In just the last five years, there has been a new surge in revelations of false confessions—a set of twenty-six more false confessions among DNA exonerations. All but two of these most recent confessions included crime scene details corroborated by crime scene information.  Illustrating the power of contaminated false confessions, in nine of the cases, defendants were convicted despite DNA tests that excluded them at the time. As a result, this second wave of false confessions should cause even more alarm than the first.  In the vast majority of criminal cases there is no evidence to test using DNA. Unless a scientific framework is adopted to regulate interrogations, including by requiring recording of entire interrogations, overhauling interrogation methods, providing for judicial review of reliability at trial, and informing jurors with expert testimony, the insidious problems of confession contamination will persist.

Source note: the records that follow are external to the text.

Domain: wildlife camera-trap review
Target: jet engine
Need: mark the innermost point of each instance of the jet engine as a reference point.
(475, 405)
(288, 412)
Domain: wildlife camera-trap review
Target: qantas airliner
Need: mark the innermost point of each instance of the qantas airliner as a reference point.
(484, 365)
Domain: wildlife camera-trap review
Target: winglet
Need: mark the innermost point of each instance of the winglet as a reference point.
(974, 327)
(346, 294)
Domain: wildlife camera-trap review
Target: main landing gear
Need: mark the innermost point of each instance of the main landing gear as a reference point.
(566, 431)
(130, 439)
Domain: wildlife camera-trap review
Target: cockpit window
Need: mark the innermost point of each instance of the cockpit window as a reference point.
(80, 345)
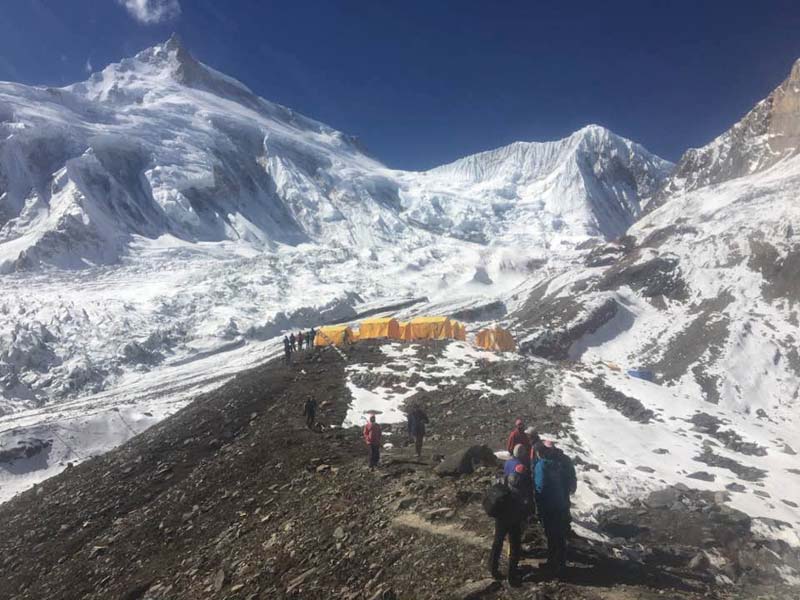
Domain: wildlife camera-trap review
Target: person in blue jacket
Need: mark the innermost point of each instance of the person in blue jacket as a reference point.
(552, 503)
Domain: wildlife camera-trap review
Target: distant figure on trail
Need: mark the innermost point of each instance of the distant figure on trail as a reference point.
(533, 436)
(518, 436)
(508, 520)
(287, 350)
(417, 420)
(372, 436)
(310, 411)
(552, 501)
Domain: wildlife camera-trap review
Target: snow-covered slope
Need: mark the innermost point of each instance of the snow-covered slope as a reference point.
(184, 215)
(588, 184)
(702, 292)
(767, 134)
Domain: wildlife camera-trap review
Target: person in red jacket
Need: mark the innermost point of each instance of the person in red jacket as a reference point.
(518, 436)
(372, 436)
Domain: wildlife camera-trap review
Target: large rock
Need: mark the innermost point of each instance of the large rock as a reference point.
(464, 461)
(476, 589)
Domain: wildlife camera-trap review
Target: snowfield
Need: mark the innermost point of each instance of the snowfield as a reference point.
(161, 228)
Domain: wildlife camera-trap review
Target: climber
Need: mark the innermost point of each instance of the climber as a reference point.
(310, 411)
(508, 523)
(516, 465)
(417, 420)
(518, 436)
(372, 437)
(287, 350)
(553, 507)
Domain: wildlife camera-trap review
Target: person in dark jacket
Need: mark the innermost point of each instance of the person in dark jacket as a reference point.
(509, 524)
(287, 350)
(372, 437)
(512, 466)
(552, 502)
(417, 420)
(518, 436)
(310, 411)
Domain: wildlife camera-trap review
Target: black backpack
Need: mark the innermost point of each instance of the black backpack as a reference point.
(497, 499)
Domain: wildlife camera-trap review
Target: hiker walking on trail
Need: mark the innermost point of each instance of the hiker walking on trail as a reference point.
(417, 420)
(518, 436)
(372, 436)
(310, 411)
(569, 479)
(552, 501)
(287, 350)
(506, 504)
(516, 464)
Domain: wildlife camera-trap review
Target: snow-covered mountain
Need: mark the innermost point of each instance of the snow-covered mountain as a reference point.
(161, 227)
(160, 144)
(590, 184)
(702, 293)
(768, 134)
(183, 214)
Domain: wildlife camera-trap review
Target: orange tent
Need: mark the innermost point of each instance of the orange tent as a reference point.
(334, 335)
(405, 331)
(430, 328)
(497, 339)
(382, 327)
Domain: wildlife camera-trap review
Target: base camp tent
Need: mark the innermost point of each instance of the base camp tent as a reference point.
(495, 338)
(405, 331)
(430, 328)
(381, 327)
(333, 335)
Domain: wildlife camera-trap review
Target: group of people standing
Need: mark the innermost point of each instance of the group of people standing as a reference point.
(294, 343)
(540, 480)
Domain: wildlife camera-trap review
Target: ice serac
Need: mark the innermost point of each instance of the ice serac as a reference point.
(770, 132)
(162, 144)
(590, 184)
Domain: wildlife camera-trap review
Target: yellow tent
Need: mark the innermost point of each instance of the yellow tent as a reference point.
(430, 328)
(335, 335)
(379, 328)
(405, 331)
(495, 339)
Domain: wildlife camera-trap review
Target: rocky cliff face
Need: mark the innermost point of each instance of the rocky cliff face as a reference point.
(770, 132)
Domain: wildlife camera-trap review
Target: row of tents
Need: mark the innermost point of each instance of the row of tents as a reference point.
(418, 328)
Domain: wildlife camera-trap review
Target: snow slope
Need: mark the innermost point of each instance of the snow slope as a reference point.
(160, 210)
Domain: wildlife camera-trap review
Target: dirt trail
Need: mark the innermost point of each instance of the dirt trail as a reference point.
(233, 497)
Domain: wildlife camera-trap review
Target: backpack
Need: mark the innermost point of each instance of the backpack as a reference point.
(497, 499)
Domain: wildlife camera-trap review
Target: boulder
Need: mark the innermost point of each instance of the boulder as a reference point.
(464, 461)
(473, 590)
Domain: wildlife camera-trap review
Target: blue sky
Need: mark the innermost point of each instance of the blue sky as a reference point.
(425, 82)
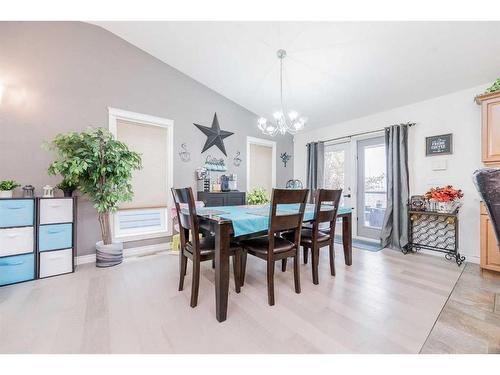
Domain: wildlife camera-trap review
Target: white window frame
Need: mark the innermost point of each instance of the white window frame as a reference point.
(114, 115)
(261, 142)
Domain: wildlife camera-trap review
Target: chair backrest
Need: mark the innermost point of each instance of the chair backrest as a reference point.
(188, 220)
(284, 218)
(326, 205)
(487, 182)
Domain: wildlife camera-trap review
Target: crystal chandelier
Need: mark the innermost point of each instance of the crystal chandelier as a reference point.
(291, 122)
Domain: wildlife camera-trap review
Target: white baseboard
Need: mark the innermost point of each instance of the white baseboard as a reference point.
(129, 253)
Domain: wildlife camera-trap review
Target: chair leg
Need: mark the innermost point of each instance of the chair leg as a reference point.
(283, 264)
(237, 270)
(296, 272)
(243, 267)
(195, 282)
(182, 269)
(332, 259)
(270, 283)
(315, 263)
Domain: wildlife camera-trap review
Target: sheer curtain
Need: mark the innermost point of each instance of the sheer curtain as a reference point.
(315, 165)
(395, 227)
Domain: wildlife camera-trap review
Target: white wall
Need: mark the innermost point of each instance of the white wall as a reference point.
(455, 113)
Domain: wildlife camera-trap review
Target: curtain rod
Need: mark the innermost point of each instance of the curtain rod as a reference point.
(410, 124)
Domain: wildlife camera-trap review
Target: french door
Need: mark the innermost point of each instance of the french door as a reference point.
(371, 187)
(337, 170)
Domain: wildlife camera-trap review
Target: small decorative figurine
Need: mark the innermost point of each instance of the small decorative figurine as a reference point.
(28, 191)
(284, 158)
(237, 160)
(185, 155)
(48, 191)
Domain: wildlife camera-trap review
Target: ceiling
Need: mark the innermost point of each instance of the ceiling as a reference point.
(334, 71)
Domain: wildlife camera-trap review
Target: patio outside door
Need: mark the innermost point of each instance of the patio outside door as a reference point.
(337, 170)
(371, 187)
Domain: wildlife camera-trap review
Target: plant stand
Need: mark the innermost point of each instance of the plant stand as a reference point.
(435, 231)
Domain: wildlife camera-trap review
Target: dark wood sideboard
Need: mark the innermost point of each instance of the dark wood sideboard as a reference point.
(230, 198)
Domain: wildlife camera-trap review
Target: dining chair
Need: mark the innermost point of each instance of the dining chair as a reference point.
(196, 248)
(273, 247)
(487, 181)
(322, 232)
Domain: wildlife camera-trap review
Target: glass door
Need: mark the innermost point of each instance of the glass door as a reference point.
(371, 187)
(337, 170)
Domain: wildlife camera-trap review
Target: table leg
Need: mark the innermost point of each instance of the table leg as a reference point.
(222, 239)
(347, 238)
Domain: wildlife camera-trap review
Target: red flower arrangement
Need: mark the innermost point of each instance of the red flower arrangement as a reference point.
(444, 194)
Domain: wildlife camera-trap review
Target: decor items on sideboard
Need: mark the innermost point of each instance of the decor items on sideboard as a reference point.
(215, 136)
(284, 158)
(103, 176)
(7, 188)
(443, 199)
(435, 231)
(67, 187)
(439, 145)
(257, 196)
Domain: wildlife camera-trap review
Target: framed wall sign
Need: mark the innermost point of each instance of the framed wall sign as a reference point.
(439, 145)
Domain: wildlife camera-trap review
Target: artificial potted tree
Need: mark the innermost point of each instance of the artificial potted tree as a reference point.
(257, 196)
(7, 188)
(67, 187)
(100, 167)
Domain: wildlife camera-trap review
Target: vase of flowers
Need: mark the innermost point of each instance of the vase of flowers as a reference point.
(7, 188)
(443, 199)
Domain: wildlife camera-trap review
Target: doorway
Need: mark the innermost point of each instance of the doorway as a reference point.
(261, 164)
(337, 170)
(371, 187)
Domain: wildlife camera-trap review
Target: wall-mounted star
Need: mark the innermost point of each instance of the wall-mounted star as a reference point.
(214, 135)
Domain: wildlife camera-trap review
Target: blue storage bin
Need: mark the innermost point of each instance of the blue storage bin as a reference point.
(17, 268)
(55, 236)
(16, 212)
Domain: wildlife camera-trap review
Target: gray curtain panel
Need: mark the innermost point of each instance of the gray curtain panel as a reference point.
(395, 228)
(315, 165)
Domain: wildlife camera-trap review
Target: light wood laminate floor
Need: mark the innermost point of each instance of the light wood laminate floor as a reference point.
(470, 320)
(385, 302)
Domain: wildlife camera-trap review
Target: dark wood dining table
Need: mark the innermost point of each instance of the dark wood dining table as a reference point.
(224, 233)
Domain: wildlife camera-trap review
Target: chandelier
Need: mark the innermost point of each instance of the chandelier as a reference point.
(284, 122)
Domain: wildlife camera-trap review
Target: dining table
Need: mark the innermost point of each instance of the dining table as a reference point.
(229, 223)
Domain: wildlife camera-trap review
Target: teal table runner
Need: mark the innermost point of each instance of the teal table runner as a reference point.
(253, 219)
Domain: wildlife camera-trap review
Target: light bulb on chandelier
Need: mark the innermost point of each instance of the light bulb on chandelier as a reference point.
(292, 123)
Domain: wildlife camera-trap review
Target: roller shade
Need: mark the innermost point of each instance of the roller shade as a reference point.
(149, 183)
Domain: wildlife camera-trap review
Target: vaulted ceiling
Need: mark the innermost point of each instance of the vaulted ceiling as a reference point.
(334, 71)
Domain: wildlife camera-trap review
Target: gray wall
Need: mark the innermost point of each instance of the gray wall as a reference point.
(69, 73)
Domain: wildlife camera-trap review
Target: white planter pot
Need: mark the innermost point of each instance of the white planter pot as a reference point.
(6, 193)
(109, 255)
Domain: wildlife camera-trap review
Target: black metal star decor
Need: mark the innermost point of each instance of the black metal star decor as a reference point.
(214, 135)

Globalized Corporate Prosecutions

In the past, domestic prosecutions of foreign corporations were not noteworthy. Federal prosecutors now advertise a muscular approach targeting major foreign firms and even entire industries. High-profile prosecutions of foreign firms have shaken the international business community. Not only is the approach federal prosecutors have taken novel, but corporate criminal liability is itself a form of American Exceptionalism, and few other countries hold corporations broadly criminally accountable. To study U.S. prosecutions of foreign firms, I assembled a database of publicly reported corporate guilty plea agreements from the past decade. I analyzed U.S. Sentencing Commission data archives on federal corporate prosecutions and also data concerning federal deferred and non-prosecution agreements with corporations. Not only are large foreign firms prosecuted with some frequency, but they typically plead guilty, are convicted, and then receive far higher fines than otherwise comparable domestic firms. In this Article, I develop how foreign corporate convictions have become common in distinct substantive criminal areas, and how they share important features. The prosecutions are concentrated in crimes prosecuted by Main Justice, and international treaties and cooperation agreements have facilitated extraterritorial prosecutions. Larger and public foreign firms are prosecuted, and the typical resolution involves not only higher fines, but also a guilty plea and not pre-indictment leniency. I argue that due to their new prominence, we should consider foreign corporation prosecutions as a group so that we can better evaluate and define the emerging prosecution approach.